A promising aspect of this \(2K\) block partitioning is that each subproblem in (10) has a closed-form solution, as characterized in the following theorem.

Theorem 2

Consider a minimization problem

$$\begin{aligned} \min _{\mathbf{v }\ge 0}\Vert \mathbf{uv }^{T}-\mathbf{G }\Vert _{F}^{2} \end{aligned}$$
(12)

where \(\mathbf{G }\in \mathbb{R }^{M\times N}\) and \(\mathbf{u }\in \mathbb{R }^{M}\) are given. If \(\mathbf{u }\) is a nonzero vector, \(\mathbf{v }=\frac{[\mathbf{G }^{T}\mathbf{u }]_{+}}{\mathbf{u }^{T}\mathbf{u }}\) is the unique solution for (12), where \(([\mathbf{G }^{T}\mathbf u ]_{+})_{n}=\max ((\mathbf{G }^{T}\mathbf{u })_{n},0)\) for \(n=1,\ldots ,N\).

Proof

Letting \({\mathbf{v }}^{T}=\left(v_{1},\ldots ,v_{N}\right)\), we have

$$\begin{aligned} \min _{\mathbf{v }\ge 0}\left\Vert\mathbf{uv }^{T}-\mathbf{G }\right\Vert_{F}^{2}=\sum _{n=1}^{N}\min _{v_{n}\ge 0}\left\Vert\mathbf{u }v_{n}-\mathbf{g }_{n}\right\Vert_{2}^{2}, \end{aligned}$$

where \(\mathbf{G }=[\mathbf{g }_{1},\ldots ,\mathbf{g }_{N}]\), and the problems in the second term are independent of each other.
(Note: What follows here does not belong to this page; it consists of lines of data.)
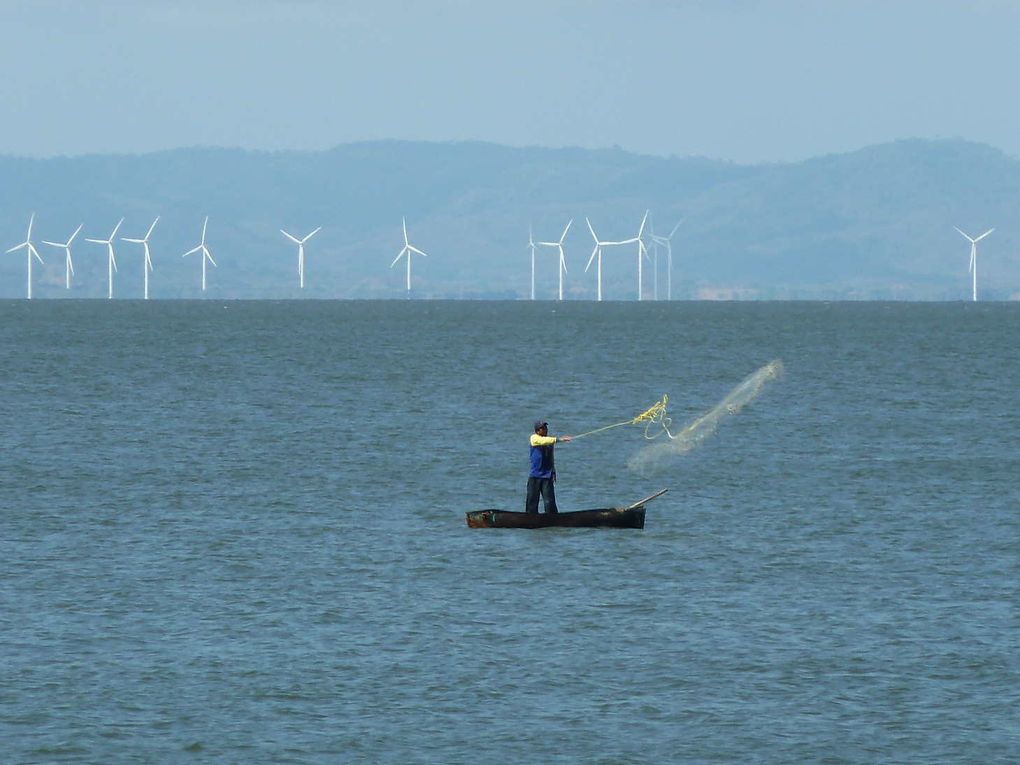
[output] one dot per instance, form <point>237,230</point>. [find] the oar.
<point>647,499</point>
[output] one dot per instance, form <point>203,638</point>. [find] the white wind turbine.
<point>30,250</point>
<point>147,262</point>
<point>642,250</point>
<point>301,252</point>
<point>530,245</point>
<point>407,251</point>
<point>563,262</point>
<point>973,259</point>
<point>204,250</point>
<point>598,252</point>
<point>667,242</point>
<point>68,265</point>
<point>111,261</point>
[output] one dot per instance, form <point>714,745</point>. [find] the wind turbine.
<point>668,243</point>
<point>301,252</point>
<point>973,259</point>
<point>69,266</point>
<point>408,249</point>
<point>30,250</point>
<point>204,250</point>
<point>598,251</point>
<point>530,244</point>
<point>563,262</point>
<point>111,261</point>
<point>147,263</point>
<point>642,250</point>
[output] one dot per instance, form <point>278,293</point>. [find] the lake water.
<point>235,532</point>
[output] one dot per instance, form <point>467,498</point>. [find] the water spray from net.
<point>658,423</point>
<point>696,431</point>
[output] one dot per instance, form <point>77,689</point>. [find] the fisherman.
<point>543,472</point>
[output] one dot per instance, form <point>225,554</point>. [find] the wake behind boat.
<point>631,516</point>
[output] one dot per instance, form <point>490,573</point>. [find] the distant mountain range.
<point>875,223</point>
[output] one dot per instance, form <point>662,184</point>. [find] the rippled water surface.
<point>235,532</point>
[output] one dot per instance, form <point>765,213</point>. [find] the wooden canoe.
<point>631,516</point>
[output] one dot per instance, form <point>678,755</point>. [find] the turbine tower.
<point>30,251</point>
<point>111,261</point>
<point>973,259</point>
<point>68,265</point>
<point>147,263</point>
<point>667,242</point>
<point>563,262</point>
<point>598,252</point>
<point>301,252</point>
<point>530,244</point>
<point>407,251</point>
<point>642,250</point>
<point>204,250</point>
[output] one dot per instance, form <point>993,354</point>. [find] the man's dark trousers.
<point>545,488</point>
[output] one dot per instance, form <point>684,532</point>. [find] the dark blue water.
<point>235,532</point>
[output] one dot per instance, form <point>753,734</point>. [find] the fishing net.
<point>656,455</point>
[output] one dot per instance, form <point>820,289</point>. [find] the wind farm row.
<point>658,243</point>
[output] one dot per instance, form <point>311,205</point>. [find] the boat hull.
<point>607,517</point>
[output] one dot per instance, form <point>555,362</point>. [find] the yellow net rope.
<point>654,417</point>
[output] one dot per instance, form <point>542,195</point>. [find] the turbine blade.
<point>564,235</point>
<point>964,236</point>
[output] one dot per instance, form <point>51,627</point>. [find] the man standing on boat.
<point>543,473</point>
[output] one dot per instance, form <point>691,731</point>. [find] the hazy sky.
<point>727,79</point>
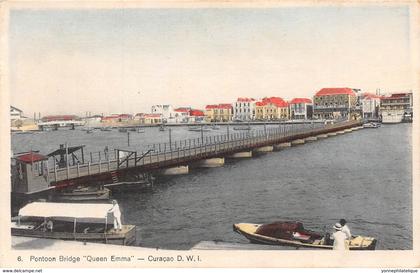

Let \(h(v_{n})=\Vert \mathbf{u }v_{n}-\mathbf{g }_{n}\Vert _{2}^{2}=\Vert \mathbf{u }\Vert _{2}^{2}v_{n}^{2}-2v_{n}{\mathbf{u }}^{T}\mathbf{g }_{n}+\Vert \mathbf{g }_{n}\Vert _{2}^{2}\). Since \(\frac{\partial h}{\partial v_{n}}=2(v_{n}\Vert \mathbf{u }\Vert _{2}^{2}-\mathbf{g }_{n}^{T}\mathbf{u })\), if \(\mathbf{g }_{n}^{T}\mathbf u \ge 0\), it is clear that the minimum value of \(h(v_{n})\) is attained at \(v_{n}=\frac{\mathbf{g }_{n}^{T}\mathbf u }{\mathbf{u }^{T}\mathbf u }\). If \(\mathbf{g }_{n}^{T}\mathbf u <0\), the value of \(h(v_{n})\) increases as \(v_{n}\) becomes larger than zero, and therefore the minimum is attained at \(v_{n}=0\). Combining the two cases, the solution can be expressed as \(v_{n}=\frac{[\mathbf{g }_{n}^{T}\mathbf u ]_{+}}{\mathbf{u }^{T}\mathbf u }\). \(\square \)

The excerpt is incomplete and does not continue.